Faith with works is profitable. We are called to be profitable people.
Lessons And Applications
- We should apply what we believe. If we believe it is more blessed to give than to receive, then we ought to give, don’t you think? Men, if we believe that we ought to love our wives as Christ loved the church, then we ought to lay down our lives for our wives, right?
- We must not love our children or our parents or our spouses more than we love God. Whenever there is a conflict between what our loved ones want and what God says, we must obey God, not our loved ones. Fortunately this conflict doesn’t happen every minute, but it will happen in all our lives, especially with children. Children want things that are contrary to God’s Word and as long as they live under our roofs, we need to guide them by God’s Word, not by what the other kids get to do.

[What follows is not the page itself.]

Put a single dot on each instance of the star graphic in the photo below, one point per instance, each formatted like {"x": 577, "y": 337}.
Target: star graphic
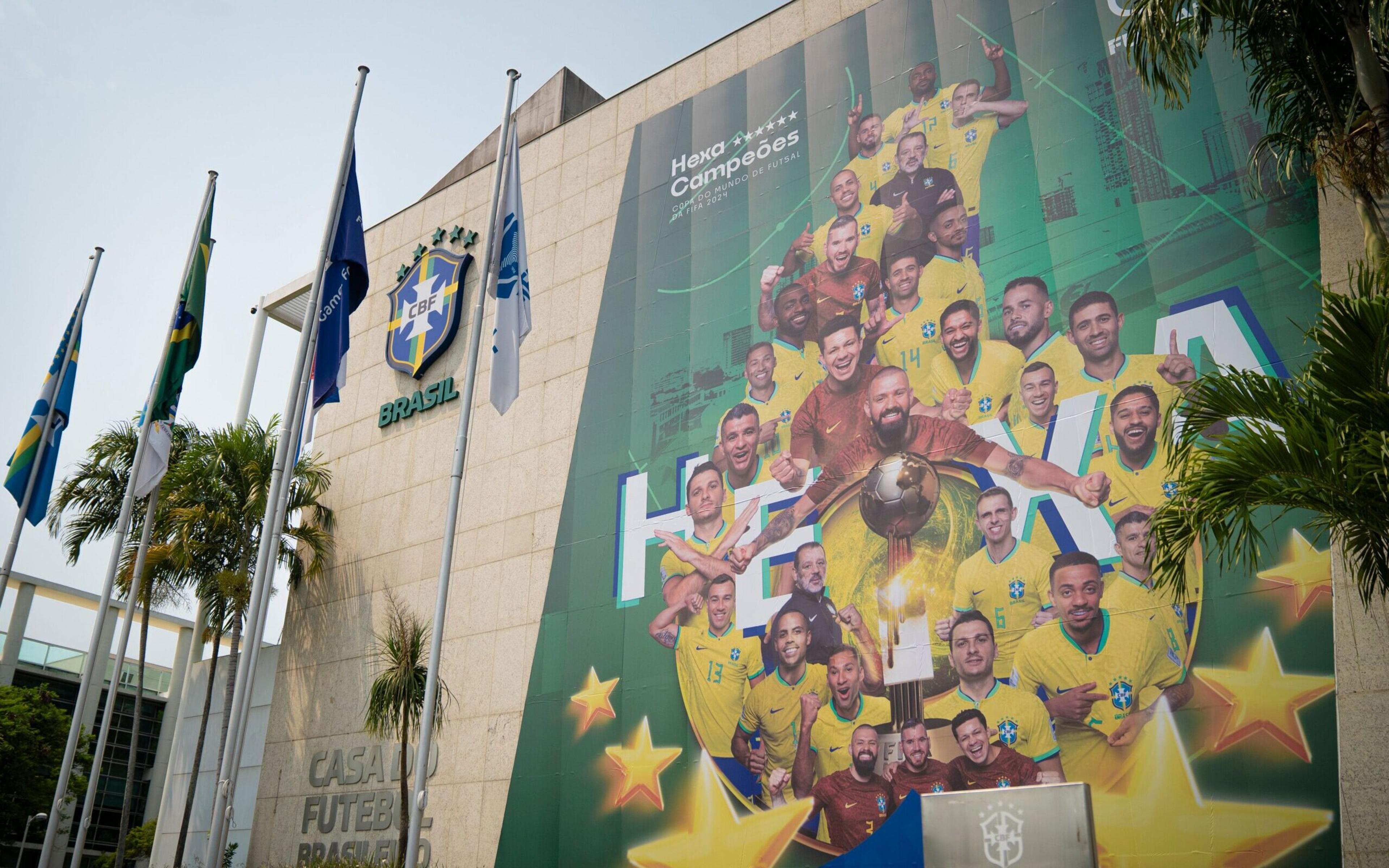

- We must not mix up obedience as the condition for blessings with faith as the condition for everlasting life.
- When we obey God, He blesses us. Obedience is thus always in our best interests. The idea that rebelling against God would be a good way to live is ridiculous. Where there are what the author of Hebrews calls “the passing pleasures of sin,” they are very short-lived and the pain that follows last a whole lot longer.
- The promise God made to Abraham is still in effect. One day soon Israel will become a believing nation and the Lord will return and rescue her. The Kingdom is coming soon. Jesus will rule from Jerusalem both during the Millennium and on the New Earth forever.
Conclusion
When God tested Abraham with a very difficult test, Abraham obeyed.
We too will be tested often in our lives. Our tests will not be quite this big. But we will have major tests too.
God will bless us if we obey him in our times of testing. Having the right perspective, like Abraham did, is the key to victory.
Abraham practiced the truth of 2 Cor 5:7. He walked by faith, not by sight, when this test came. He knew God was able to raise his son from the dead, and he believed he would if God required him to go through with the sacrifice. God had made a promise of descendants through Isaac. Thus God would fulfill His promise.
May we too walk by faith in what God has promised, even if what we see today is not yet the fulfillment. Our world is not the righteous one which is promised. But it is coming. In the meantime, let’s obey God because we love Him and because we know He blesses obedience.